From Tiarno di Sopra to Storo, the Ampola Valley appears as a narrow gorge through which only the stream and the State Road 240 of Loppio and the Val di Ledro pass. As the Palvico flows toward Storo, it becomes a canyon, a popular destination for canyoning enthusiasts: after a series of small jumps, several descents of 15 to 20 metres follow, leading to a final waterfall of over 50 metres.
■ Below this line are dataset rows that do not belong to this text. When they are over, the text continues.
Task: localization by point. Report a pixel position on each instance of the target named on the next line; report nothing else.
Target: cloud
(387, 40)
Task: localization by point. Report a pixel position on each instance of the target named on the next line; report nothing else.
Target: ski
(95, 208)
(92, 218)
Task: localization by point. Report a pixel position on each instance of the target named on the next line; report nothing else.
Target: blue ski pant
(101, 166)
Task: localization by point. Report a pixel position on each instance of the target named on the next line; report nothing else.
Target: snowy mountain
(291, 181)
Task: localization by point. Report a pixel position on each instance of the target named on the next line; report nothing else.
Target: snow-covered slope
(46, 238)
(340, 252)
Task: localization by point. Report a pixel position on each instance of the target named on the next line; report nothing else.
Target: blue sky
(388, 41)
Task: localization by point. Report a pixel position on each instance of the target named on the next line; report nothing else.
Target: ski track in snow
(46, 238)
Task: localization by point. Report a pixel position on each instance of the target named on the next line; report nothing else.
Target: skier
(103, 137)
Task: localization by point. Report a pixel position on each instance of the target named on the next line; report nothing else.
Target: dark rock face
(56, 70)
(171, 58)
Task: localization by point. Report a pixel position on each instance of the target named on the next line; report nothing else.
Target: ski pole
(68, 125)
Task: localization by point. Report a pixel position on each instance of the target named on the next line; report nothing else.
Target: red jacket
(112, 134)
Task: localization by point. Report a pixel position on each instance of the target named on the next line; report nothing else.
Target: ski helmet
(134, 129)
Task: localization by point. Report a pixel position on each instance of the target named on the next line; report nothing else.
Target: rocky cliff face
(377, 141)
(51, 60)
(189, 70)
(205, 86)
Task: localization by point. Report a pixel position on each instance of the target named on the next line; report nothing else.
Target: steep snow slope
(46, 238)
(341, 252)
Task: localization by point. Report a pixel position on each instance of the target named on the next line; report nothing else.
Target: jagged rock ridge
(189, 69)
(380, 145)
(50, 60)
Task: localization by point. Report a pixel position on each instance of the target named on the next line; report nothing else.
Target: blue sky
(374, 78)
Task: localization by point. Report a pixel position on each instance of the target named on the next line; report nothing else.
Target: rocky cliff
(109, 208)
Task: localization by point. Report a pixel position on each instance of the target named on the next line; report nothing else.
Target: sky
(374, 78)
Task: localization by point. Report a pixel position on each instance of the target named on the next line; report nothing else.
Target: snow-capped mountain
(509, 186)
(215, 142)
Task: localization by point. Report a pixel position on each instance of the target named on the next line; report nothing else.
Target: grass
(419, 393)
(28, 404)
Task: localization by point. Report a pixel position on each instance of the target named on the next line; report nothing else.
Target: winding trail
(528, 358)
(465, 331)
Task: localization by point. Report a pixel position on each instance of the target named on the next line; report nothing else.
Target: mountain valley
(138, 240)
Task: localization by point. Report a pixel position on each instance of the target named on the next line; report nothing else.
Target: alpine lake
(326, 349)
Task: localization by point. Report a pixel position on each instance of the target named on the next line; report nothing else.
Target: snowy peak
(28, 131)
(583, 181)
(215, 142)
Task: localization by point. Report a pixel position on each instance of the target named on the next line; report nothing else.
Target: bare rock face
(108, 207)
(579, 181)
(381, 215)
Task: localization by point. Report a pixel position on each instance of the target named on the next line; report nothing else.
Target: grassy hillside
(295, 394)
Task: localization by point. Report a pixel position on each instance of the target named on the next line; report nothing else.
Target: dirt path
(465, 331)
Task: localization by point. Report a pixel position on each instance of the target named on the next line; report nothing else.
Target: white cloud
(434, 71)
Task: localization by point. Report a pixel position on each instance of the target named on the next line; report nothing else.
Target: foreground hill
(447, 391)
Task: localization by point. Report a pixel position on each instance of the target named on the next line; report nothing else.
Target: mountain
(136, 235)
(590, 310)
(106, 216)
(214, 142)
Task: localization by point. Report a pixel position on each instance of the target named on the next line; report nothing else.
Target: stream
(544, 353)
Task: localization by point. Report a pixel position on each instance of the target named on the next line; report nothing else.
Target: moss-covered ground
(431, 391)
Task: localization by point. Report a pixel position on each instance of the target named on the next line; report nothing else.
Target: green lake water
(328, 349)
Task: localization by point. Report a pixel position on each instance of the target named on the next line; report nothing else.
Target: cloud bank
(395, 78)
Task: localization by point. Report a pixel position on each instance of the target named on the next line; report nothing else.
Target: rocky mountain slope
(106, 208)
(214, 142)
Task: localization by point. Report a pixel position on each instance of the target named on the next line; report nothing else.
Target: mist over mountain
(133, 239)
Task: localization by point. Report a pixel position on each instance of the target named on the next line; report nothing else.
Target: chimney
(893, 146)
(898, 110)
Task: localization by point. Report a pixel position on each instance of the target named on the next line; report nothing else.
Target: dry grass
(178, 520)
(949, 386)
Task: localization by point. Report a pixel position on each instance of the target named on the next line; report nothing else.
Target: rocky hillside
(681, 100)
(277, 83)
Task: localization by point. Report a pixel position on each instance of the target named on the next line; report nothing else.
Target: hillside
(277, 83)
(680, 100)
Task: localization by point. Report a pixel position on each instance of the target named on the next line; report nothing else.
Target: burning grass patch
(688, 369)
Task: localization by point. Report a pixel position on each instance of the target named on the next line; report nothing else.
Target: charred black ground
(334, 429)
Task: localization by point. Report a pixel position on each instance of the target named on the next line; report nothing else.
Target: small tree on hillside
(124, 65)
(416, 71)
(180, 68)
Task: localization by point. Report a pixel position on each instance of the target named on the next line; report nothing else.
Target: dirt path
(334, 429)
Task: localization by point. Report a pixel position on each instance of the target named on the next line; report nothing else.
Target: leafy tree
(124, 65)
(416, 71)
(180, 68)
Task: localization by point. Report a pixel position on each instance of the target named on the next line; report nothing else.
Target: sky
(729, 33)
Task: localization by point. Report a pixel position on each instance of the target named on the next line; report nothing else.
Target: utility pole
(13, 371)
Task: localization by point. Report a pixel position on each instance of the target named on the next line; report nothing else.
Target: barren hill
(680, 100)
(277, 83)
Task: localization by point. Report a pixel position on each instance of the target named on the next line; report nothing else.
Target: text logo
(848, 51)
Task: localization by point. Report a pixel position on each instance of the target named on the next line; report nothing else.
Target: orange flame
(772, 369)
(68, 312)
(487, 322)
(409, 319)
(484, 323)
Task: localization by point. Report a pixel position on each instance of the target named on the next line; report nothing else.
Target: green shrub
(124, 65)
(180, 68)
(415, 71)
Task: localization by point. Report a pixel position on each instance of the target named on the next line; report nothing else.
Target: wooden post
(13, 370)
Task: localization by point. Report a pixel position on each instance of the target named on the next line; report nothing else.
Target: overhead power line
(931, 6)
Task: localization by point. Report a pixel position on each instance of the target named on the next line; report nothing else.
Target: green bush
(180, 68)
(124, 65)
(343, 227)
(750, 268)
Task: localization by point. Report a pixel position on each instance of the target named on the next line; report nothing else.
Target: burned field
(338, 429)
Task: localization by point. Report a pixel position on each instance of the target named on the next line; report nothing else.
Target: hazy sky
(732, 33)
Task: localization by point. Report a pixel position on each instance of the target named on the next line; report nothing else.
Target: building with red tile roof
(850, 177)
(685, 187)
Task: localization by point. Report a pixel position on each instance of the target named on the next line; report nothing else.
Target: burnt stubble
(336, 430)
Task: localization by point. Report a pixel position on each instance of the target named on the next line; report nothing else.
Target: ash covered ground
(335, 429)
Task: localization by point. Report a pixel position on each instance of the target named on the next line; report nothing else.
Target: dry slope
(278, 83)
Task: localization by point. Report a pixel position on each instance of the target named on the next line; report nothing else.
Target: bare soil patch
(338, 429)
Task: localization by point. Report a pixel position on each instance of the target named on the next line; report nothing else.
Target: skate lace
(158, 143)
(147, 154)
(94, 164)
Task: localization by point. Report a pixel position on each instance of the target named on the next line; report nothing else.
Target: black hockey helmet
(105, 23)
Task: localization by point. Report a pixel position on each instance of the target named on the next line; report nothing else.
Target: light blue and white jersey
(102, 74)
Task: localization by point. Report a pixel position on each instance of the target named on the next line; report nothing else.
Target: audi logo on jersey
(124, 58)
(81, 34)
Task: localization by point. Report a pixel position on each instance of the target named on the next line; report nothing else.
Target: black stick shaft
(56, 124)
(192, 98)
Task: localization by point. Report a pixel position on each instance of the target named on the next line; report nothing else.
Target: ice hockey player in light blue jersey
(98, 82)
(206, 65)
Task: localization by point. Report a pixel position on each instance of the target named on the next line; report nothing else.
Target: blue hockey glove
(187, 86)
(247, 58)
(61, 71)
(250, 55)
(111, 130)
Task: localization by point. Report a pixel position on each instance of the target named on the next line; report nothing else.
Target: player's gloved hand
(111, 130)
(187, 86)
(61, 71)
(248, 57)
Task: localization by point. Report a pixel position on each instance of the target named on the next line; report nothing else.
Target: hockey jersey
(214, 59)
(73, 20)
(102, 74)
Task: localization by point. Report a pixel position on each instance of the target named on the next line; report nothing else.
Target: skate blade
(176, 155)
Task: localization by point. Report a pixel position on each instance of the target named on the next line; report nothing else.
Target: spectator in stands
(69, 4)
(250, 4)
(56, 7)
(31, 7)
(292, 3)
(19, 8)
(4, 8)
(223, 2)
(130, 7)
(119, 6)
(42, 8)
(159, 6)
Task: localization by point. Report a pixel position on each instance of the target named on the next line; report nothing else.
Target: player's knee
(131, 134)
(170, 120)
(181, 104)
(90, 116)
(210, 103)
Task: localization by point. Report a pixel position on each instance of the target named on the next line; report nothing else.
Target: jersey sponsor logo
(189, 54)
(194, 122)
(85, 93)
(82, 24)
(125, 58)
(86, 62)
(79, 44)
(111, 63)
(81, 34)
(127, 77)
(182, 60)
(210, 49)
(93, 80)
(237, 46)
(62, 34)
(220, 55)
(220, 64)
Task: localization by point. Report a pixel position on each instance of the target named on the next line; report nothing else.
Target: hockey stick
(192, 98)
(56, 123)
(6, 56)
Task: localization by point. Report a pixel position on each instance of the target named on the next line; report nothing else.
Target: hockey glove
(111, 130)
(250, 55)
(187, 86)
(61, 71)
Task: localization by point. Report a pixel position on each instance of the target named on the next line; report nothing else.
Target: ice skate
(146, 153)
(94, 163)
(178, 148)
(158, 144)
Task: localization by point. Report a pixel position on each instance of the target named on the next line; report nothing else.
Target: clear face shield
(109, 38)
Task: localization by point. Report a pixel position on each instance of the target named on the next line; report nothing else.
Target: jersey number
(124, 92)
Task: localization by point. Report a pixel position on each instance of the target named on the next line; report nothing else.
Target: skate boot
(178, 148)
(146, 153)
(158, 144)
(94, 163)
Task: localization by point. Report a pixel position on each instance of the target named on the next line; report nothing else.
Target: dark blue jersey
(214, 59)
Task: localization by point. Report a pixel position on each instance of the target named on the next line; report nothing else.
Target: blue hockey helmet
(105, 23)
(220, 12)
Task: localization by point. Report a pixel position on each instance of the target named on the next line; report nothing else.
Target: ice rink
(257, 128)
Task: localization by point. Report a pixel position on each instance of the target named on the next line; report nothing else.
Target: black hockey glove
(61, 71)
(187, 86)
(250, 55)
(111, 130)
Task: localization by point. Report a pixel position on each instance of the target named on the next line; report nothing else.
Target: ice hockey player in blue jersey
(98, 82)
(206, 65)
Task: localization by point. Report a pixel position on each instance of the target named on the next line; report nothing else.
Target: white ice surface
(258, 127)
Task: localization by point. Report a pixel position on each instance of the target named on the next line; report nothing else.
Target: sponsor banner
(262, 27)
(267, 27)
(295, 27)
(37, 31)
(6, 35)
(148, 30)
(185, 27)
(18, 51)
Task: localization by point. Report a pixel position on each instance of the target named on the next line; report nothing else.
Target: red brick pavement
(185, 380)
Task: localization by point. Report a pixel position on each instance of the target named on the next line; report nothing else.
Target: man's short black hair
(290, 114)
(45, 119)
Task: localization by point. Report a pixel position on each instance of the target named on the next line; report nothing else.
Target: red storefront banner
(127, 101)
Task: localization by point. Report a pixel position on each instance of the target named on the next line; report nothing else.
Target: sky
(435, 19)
The “Consorzio Elettrico di Storo” (CEdiS), a cooperative society founded in 1904 by the heads of households in Storo, obtained a concession to divert water from the stream for a hydroelectric plant, which came into operation in 1905 with a modest output of 125 kW. The consortium survived the nationalization of the electricity sector in 1962.[3] It is currently authorized to draw an average of 1,303 L/s (litres per second), generating a total power of 2,524 kW, with an installed capacity of three Pelton turbines totalling 3,870 kW and one 315 kW Francis turbine. In 2008, the Palvico–Lorina hydroelectric system produced 19,447,176 kWh. For the purposes of calculating the minimum vital flow (DMV), the catchment area of the Palvico is 24.6 km², while that of its tributaries Lorina and Rio Torto is 15.4 km².

== Activities ==
The basins and drops, together with a limited waterflow make the Palvico a popular destination for canyoneers.